Teamworks Women’s Health in Performance Roundtable 

“I had no idea about this in my first few seasons of coaching in the female space, but we recently partnered with a big University over here who are doing research into REDs. 

“We had a list of 30 players and out of those, six tested to REDs, which means they are not bringing in the energy, the nutrients they need that’s going out the door the other way in how much they are expending.

“It’s a big thing in women’s sport that can lead to lack of sleep, poor recovery and lack of performance. They are just a couple of the barriers that are still here but we are starting to get a greater awareness about it.”

Dr Tenley Murphy, Assistant Athletic Director, Sports Medicine, at Clemson University, added: “We have created performance teams for each individual sport, so we are constantly collaborating about each individual student athlete and their needs to make sure we are addressing REDs.

“We have so many kids who just don’t know how to fuel correctly for participating at the collegiate level, and walking 20,000 steps around Campus to go to class and then they can’t figure out why they don’t perform.

“Having a group that can come together that were all invested in our female student athletes from the beginning has helped us make invaluable changes.”

Prevalence… and challenge 

REDs describes how low energy availability can cause a range of detrimental health and performance outcomes, including increased injury risk, as well as decreases in reproductive function, musculoskeletal health and immunity.

The model was first introduced in the 2014 IOC Consensus Statement, building on the Female Athlete Triad Consensus Paper published in 1997. Now athletes are diagnosed with REDs, the model is mentioned in mainstream media and there are even specialist REDs clinics.

A study of 60 players from three Norwegian football teams, published in the European Journal of Sports Science last May, found that 22% of the cohort were at risk of REDs (17% mild risk, 3% moderate to high and 2% with very high/ extreme risk).

However, a recent paper (September 2024), published in Sports Medicine provided a “critical review of the model,” asking the question, “Does Relative Energy Deficiency in Sport Syndrome Exist?’ 

The paper encouraged practitioners not to “hold on to terminology at all cost,” with the eight co-authors arguing that REDs had become too “calorie centric”, with low energy availability (LEA) attributed as the single cause of REDs, when in fact there were “many causes”.

REDs is a model and a model is a simplified representation of reality.

Because energy availability is “impossible to measure accurately enough in the field”, REDs tended to be diagnosed by “studying symptom presentation and risk factors,” the authors said.

The symptoms – which include menstrual irregularities, poor bone health, compromised immune function, fatigue and poor mental health – are “rather generic and the causes likely multifactorial,” they added.

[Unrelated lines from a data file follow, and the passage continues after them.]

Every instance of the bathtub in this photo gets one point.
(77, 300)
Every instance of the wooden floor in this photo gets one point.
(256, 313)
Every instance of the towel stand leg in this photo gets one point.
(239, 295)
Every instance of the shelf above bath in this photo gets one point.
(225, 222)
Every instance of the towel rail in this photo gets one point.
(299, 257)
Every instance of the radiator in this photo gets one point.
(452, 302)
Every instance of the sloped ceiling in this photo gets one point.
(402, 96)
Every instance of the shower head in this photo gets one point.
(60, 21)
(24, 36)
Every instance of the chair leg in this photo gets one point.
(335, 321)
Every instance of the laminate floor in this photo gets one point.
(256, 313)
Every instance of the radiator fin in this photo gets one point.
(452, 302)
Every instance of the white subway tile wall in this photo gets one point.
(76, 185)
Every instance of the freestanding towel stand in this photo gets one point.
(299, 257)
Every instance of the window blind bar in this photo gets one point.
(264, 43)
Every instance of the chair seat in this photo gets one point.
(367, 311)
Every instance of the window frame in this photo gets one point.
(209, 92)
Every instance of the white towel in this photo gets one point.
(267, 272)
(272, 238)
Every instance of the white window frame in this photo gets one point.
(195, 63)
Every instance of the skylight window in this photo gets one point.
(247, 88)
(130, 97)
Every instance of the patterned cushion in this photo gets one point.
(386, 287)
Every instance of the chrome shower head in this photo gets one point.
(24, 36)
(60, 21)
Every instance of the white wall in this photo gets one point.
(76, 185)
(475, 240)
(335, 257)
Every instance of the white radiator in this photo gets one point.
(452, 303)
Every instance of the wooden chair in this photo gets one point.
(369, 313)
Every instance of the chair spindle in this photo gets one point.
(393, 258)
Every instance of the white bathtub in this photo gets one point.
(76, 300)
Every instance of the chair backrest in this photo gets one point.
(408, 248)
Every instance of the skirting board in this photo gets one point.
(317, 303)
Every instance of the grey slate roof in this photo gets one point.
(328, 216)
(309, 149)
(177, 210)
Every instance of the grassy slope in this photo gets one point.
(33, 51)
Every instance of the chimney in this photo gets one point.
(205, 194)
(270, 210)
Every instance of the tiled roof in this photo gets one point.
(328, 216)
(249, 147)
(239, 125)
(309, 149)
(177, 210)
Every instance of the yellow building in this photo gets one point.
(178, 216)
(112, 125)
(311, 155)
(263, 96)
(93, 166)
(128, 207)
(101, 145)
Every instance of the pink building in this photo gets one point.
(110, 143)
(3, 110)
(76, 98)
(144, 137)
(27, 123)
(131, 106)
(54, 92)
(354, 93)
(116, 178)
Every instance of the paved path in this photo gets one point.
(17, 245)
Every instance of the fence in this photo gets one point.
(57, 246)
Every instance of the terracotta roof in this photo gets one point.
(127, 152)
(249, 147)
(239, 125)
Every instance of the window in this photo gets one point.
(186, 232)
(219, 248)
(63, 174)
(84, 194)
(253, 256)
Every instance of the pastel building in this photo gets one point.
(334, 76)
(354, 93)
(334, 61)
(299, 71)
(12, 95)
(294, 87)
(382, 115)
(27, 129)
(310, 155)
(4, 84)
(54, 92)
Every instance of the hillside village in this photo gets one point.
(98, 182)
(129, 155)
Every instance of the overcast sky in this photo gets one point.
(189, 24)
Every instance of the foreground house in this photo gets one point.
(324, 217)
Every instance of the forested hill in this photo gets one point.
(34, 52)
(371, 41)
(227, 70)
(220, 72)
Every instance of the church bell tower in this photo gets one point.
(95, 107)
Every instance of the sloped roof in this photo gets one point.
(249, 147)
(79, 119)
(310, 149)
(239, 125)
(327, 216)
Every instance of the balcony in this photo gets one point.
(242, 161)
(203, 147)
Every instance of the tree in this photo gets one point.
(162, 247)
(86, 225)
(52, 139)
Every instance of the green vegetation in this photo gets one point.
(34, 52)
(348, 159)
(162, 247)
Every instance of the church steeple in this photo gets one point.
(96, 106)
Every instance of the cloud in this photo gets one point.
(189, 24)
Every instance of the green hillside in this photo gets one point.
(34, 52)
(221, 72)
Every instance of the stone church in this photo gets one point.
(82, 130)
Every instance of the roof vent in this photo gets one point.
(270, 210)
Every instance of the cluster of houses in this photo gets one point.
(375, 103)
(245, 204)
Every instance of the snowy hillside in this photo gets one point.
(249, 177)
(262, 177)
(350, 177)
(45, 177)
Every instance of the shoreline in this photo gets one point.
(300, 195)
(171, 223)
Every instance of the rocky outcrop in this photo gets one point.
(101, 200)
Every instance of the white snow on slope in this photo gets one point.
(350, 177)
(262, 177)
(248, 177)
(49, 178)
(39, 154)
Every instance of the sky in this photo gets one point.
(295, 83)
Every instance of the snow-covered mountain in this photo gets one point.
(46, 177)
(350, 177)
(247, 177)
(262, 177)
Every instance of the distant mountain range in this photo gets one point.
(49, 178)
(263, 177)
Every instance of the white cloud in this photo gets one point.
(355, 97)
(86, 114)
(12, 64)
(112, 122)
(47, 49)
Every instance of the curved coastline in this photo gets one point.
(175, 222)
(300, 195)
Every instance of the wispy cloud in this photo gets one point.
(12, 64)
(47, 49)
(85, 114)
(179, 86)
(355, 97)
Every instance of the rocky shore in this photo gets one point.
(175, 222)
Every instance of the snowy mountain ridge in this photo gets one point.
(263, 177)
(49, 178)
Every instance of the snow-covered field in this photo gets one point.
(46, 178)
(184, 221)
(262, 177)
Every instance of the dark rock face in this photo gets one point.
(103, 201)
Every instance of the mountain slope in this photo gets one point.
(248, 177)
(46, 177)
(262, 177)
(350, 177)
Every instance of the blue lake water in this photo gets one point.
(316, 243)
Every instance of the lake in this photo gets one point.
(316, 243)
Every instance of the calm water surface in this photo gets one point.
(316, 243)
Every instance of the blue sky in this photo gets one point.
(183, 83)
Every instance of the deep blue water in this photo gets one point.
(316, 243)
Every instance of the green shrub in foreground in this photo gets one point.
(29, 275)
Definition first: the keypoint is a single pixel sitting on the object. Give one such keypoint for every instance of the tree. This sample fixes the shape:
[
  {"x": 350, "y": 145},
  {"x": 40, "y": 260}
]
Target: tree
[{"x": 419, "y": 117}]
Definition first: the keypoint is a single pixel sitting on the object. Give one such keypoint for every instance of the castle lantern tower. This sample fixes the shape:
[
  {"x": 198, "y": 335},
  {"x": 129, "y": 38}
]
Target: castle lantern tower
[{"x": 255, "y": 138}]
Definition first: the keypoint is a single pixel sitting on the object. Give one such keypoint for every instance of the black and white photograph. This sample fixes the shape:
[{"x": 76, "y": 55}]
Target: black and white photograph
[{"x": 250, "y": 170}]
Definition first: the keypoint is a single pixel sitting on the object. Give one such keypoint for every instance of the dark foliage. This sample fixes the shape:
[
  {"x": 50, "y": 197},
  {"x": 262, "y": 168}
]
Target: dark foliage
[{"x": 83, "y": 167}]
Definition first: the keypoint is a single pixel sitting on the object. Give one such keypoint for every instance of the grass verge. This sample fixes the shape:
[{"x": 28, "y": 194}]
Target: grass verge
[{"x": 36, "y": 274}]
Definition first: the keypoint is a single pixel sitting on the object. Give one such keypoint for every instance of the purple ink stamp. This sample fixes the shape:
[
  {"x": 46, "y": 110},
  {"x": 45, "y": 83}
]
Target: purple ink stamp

“REDs is a model and a model is a simplified representation of reality.”

Instead, the authors proposed a “more holistic athlete health approach” and put forward an Athlete Health and Readiness Checklist that could be used as a “multi-dimensional monitoring tool.”

The Checklist is made up of eight categories of factors that “alone or in combination… cause of host of clinical manifestations and symptoms that overlap greatly with those described as REDs symptoms.”

These are:

  1. Training-related stress (loads, intensity, monotony etc)
  2. Non training-related stress (family, coach relationship, body image, societal etc).
  3. Mental health (psychiatric conditions, life stress etc).
  4. Eating disorders
  5. Nutrition
  6. Sleep
  7. Infectious aetiology (ongoing fatigue and recurrent illness symptoms)
  8. Undiagnosed clinical conditions (eg thyroid problems, diabetes, cardiac problems etc)

“We are not dismissing the importance of energy availability at all; however, rather than having a calorie-centric approach… we are advocates of a more holistic, less biased approach that considers LEA as one of many possible causes,” the paper concluded.